With the model fit in both ubms
and JAGS
, I compared the fixed effect parameter point estimates and uncertainty intervals visually.
#Data frame of JAGS parameter estimates and UIs
jags_sum <- jags_fit$summary
beta_jags <- as.data.frame(jags_sum[1:5,c(1,3,7)])
names(beta_jags) <- c("mean","lower","upper")
beta_jags$source <- "JAGS"
#Data frame of ubms parameter estimates and UIs
ubms_sum <- summary(ubms_fit, "state")
beta_ubms <- rbind(summary(ubms_fit, "state")[,c(1,4,8)],
summary(ubms_fit, "det")[,c(1,4,8)])
beta_ubms <- beta_ubms[c(1:2,4:5,3),]
names(beta_ubms) <- c("mean","lower","upper")
beta_ubms$source <- "ubms"
#Data frame of true parameter values
beta_truth <- data.frame(mean=c(beta, sigma), lower=NA, upper=NA, source="Truth")
#Bind together
beta_plot <- rbind(beta_jags, beta_ubms, beta_truth)
beta_plot$Parameter <- rep(rownames(beta_jags), 3)
#Plot
library(ggplot2)
dodge <- position_dodge(0.4)
ggplot(data=beta_plot, aes(x=Parameter, y=mean, col=source)) +
geom_errorbar(aes(ymin=lower, ymax=upper), position=dodge) +
geom_point(position=dodge, size=3) +
labs(x='Parameter',y='Value', col='Source') +
theme_bw() +
theme(panel.grid.major=element_blank(), panel.grid.minor=element_blank(),
axis.text=element_text(size=12), axis.title=element_text(size=14),
legend.text=element_text(size=12), legend.title=element_text(size=14))
Fixed-effects parameter estimates are very similar between ubms
and JAGS
, as are the uncertainty intervals. In both cases the intervals overlap the true parameter values.
Finally, I did the same for the random effect estimates. The ranef
method extracts random effects terms from a fitted ubms
model. Although we specified the random effect in ubms
as an “effects” parameterization, ranef
automatically adds the random effect to the intercept term to get the complete random intercept at the group level. The group-level random intercepts in JAGS are parameter "gint"
.
#Get random effect estimates from ubms
re_ubms <- ranef(ubms_fit, "state", summary=TRUE)[[1]][[1]][,c(1,3,4)]
re_ubms$source <- "ubms"
#Get random effects estimates from JAGS
re_jags <- as.data.frame(jags_sum[grepl("gint", rownames(jags_sum)),c("mean","2.5%","97.5%")])
re_jags$source <- "JAGS"
names(re_jags) <- names(re_ubms)
#Get truth
truth <- data.frame(Estimate=re, `2.5%`=NA, `97.5%`=NA, source="Truth", check.names=FALSE)
#Combine
plot_dat <- rbind(re_ubms, re_jags, truth)
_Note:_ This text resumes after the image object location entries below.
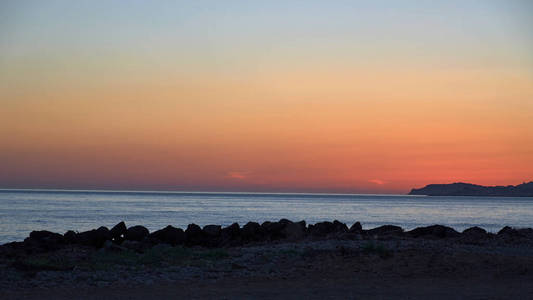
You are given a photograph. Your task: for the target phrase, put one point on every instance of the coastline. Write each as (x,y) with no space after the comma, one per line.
(328,260)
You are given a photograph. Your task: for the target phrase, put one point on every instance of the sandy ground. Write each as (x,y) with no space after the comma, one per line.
(338,270)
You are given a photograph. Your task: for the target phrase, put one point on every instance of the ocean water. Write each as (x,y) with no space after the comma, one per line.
(22,211)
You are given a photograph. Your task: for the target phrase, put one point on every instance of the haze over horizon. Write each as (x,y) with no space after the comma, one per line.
(344,96)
plot_dat$group <- rep(letters[1:26], 3)
levels(plot_dat$source) <- c("Truth","JAGS","ubms")
library(ggplot2)
dodge <- position_dodge(0.4)
#Plot a subset of random effects
plot_dat_sub <- plot_dat[plot_dat$group %in% letters[1:6],]
ggplot(data=plot_dat_sub, aes(x=group, y=Estimate, col=source)) +
geom_errorbar(aes(ymin=`2.5%`, ymax=`97.5%`), position=dodge) +
geom_point(position=dodge, size=3) +
labs(x='Group',y='Random effect value', col='Source') +
theme_bw() +
theme(panel.grid.major=element_blank(), panel.grid.minor=element_blank(),
axis.text=element_text(size=12), axis.title=element_text(size=14),
legend.text=element_text(size=12), legend.title=element_text(size=14))
As with the fixed effects, the estimated random intercepts are very similar between the two methods. Success!